Retinoic acid, the active metabolite of vitamin A, is important for vertebrate cognition and hippocampal plasticity, but few studies have examined its role in invertebrate learning and memory, and its actions in the invertebrate central nervous system are currently unknown. Using the mollusc Lymnaea stagnalis, we examined operant conditioning of the respiratory behavior, controlled by a well-defined central pattern generator (CPG), and used citral to inhibit retinoic acid signaling. Both citral- and vehicle-treated animals showed normal learning, but citral-treated animals failed to exhibit long-term memory at 24 h. Cohorts of citral- or vehicle-treated animals were dissected into semi-intact preparations, either 1 h after training, or after the memory test 24 h later. Simultaneous electrophysiological recordings from the CPG pacemaker cell (right pedal dorsal 1; RPeD1) and an identified motorneuron (VI) were made while monitoring respiratory activity (pneumostome opening). Activity of the CPG pneumostome opener interneuron (input 3 interneuron; IP3) was also monitored indirectly.

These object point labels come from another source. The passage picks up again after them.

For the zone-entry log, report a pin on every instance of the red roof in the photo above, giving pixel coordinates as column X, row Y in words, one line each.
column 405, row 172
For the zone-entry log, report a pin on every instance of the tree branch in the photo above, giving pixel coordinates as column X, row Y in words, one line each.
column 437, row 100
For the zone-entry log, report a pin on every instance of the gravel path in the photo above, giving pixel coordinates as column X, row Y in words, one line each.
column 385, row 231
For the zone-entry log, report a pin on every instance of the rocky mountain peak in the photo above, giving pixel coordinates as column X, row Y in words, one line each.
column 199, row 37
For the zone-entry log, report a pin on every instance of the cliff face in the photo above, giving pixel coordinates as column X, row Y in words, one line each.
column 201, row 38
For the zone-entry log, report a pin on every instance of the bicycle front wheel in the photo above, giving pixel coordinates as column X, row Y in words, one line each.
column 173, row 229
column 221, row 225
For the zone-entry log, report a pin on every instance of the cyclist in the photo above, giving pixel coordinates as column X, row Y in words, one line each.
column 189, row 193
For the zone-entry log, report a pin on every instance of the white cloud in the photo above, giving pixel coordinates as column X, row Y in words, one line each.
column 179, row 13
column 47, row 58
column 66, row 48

Vehicle-treated conditioned preparations showed significant changes in network parameters immediately after learning, such as reduced motorneuron bursting activity (from IP3 input), delayed pneumostome opening, and decoupling of coincident IP3 input within the network. However, citral-treated preparations failed to exhibit these network changes and more closely resembled naïve preparations. Importantly, these citral-induced differences were manifested immediately after training and before any overt changes in the behavioral response (memory impairment). These studies shed light on where and when retinoid signaling might affect a central pattern-generating network to promote memory formation during conditioning of a homeostatic behavior.NEW & NOTEWORTHY We provide novel evidence for how conditioning-induced changes in a CPG network are disrupted when retinoid signaling is inhibited. Inhibition of retinoic acid signaling prevents long-term memory formation following operant conditioning, but has no effect on learning. Simultaneous electrophysiological and behavioral analyses indicate network changes immediately following learning, but these changes are prevented with inhibition of retinoid signaling, before any overt changes in behavior. These data suggest sites for retinoid actions during memory formation.